We see from the table above that there is not a 1-to-1 correspondence between macrostates and microstates. There is often an underlying assumption that the microstates are equally probably -- sometimes that some subset of microstates (maybe those with the same energy) are equally likely. If the microsates are equally likely, then the macrostates cannot be. Another version of entropy is that it is proportional to the Log of the number of microstates. We are beginning to define this "disorder" that gets discussed when we speak of entropy. The Second Law of Thermodynamics becomes that a sytem tends toward a macrostate that corresponds to a large number of microstates (i.e. entropy increases).
With that idea about entropy in mind we looked at the Central Limit Theorem, where under certain conditions sets of independent random variables when examined collectively become a normal distribution (aka Bell Curve, aka Gaussian distribution).
Finally we talked about the Thermodynamic approach coming before the Statistical Mechanics approach since the latter relies on a belief in atoms which only came about gradually. (One exception to this general trend was Bernoulli's derivation of Boyle's Law, see pp. 76-79 in Instant Physics (Rothman).

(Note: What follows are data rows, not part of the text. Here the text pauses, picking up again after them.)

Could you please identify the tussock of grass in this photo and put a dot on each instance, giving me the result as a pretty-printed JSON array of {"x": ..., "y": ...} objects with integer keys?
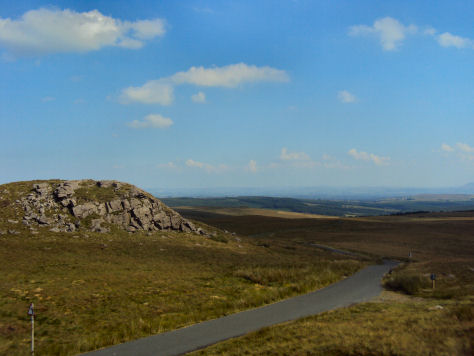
[
  {"x": 367, "y": 329},
  {"x": 410, "y": 283},
  {"x": 92, "y": 290}
]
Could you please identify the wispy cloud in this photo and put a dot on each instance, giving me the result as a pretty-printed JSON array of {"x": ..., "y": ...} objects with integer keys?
[
  {"x": 345, "y": 97},
  {"x": 209, "y": 168},
  {"x": 152, "y": 92},
  {"x": 391, "y": 34},
  {"x": 464, "y": 147},
  {"x": 46, "y": 31},
  {"x": 364, "y": 156},
  {"x": 449, "y": 40},
  {"x": 169, "y": 165},
  {"x": 446, "y": 148},
  {"x": 462, "y": 150},
  {"x": 389, "y": 31},
  {"x": 286, "y": 155},
  {"x": 199, "y": 97},
  {"x": 229, "y": 76},
  {"x": 160, "y": 91},
  {"x": 152, "y": 121}
]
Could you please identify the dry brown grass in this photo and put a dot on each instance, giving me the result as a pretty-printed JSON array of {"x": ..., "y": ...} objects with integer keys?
[
  {"x": 92, "y": 290},
  {"x": 384, "y": 327}
]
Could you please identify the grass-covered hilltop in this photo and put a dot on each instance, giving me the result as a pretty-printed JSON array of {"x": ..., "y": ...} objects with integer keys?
[{"x": 105, "y": 262}]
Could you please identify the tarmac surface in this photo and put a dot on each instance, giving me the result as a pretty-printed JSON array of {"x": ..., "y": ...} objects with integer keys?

So we asked: How do we know there are atoms? One suggestion was microscopes. Microscopes convey that there is structure smaller than what we see with the naked eye, for instance cells, but microscopes did not get down to the atomic level of resolution until the 1980's (Scanning Tunneling Microscope). A lot of the earlier clues about atoms and chemistry came from gases. Studies showed that there just was not air, but different components -- what we know today as Oxygen, Nitrogen and Carbon Dioxide. These were discovered to have particular masses and combine in specific ratios. We also discussed some of the early work in understanding the structure of atoms, in particular Rutherford's experiments that called into question the "plum pudding model."